De quoi le curating est-il le nom?
De quoi le curating est-il le nom?
‘De quoi le curating est-il le nom? Métamorphoses d'une pratique dans le champ d'exposition’ is published by La Lettre volée. This new essay by Julie Bawin is the fruit of a reflection on the exhibition and its players, on the museum and the role played by artists in particular, and on the way in which the curatorial offer is constantly being renewed.
Over the last fifteen years or so, the word ‘curating’ has become a particularly fashionable code word in the world of contemporary art exhibitions. But what practices does it refer to exactly, and why has this Anglicism come to supplant the term ‘commissariat’ in the French language? Answering these questions is not simply a matter of highlighting the role played by artists, museum curators, authors and exhibition ‘makers’ in the revival of the exhibition field from the 1960s-1970s onwards. The idea behind this book is that curating, far from being a recent phenomenon, relates to earlier and successive (r)evolutions, both in the field of hanging and scenography and in the professional and institutional sphere in which exhibition organisers operate. Since the mid-nineteenth century, curatorial activity has passed into the hands of an ever-increasing number of protagonists, and now oscillates between hyper-professionalisation and increasingly tangible deprofessionalisation. In fact, it would seem that nowadays the profession - recognised as such - is within the reach of everyone, and in particular of those whom the author calls ‘curatorial outsiders’.

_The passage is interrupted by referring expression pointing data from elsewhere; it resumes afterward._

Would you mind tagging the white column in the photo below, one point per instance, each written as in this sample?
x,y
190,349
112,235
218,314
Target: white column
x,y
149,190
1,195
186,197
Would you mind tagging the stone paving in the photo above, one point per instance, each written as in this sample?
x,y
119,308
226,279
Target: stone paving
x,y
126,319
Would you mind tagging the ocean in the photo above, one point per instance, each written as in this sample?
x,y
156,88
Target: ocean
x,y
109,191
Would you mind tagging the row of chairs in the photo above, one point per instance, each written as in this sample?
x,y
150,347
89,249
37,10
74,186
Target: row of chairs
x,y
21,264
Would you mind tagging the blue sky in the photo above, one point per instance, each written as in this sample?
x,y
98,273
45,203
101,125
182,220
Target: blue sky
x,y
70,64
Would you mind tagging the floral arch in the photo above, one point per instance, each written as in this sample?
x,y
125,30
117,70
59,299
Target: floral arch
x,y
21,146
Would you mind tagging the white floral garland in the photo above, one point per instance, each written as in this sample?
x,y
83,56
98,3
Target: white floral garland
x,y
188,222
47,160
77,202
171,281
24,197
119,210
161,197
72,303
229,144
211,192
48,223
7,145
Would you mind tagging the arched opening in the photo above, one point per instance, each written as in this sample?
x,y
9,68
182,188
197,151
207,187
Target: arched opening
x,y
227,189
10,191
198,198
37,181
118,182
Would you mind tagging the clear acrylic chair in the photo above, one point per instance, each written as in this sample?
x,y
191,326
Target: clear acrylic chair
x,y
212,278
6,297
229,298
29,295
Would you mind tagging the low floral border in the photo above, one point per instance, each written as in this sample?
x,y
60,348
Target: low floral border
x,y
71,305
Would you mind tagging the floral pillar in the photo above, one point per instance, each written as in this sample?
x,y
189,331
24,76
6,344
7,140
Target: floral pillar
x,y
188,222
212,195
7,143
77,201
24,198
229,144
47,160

Professor of contemporary art history at the University of Liège. Her publications include "L'Artiste commissaire. Entre posture critique, jeu créatif et valeur ajoutée" (Éditions des archives contemporaines , 2014), "Art public et controverses. XIXe-XXIe siècles (CNRS Éditions, 2024) and, with François Mairesse, "L'Artiste et le Musée" (Culture & Musées, Actes Sud, 2016). Since 2017, she has directed the Musée d'art contemporain en plein air du Sart Tilman in Liège.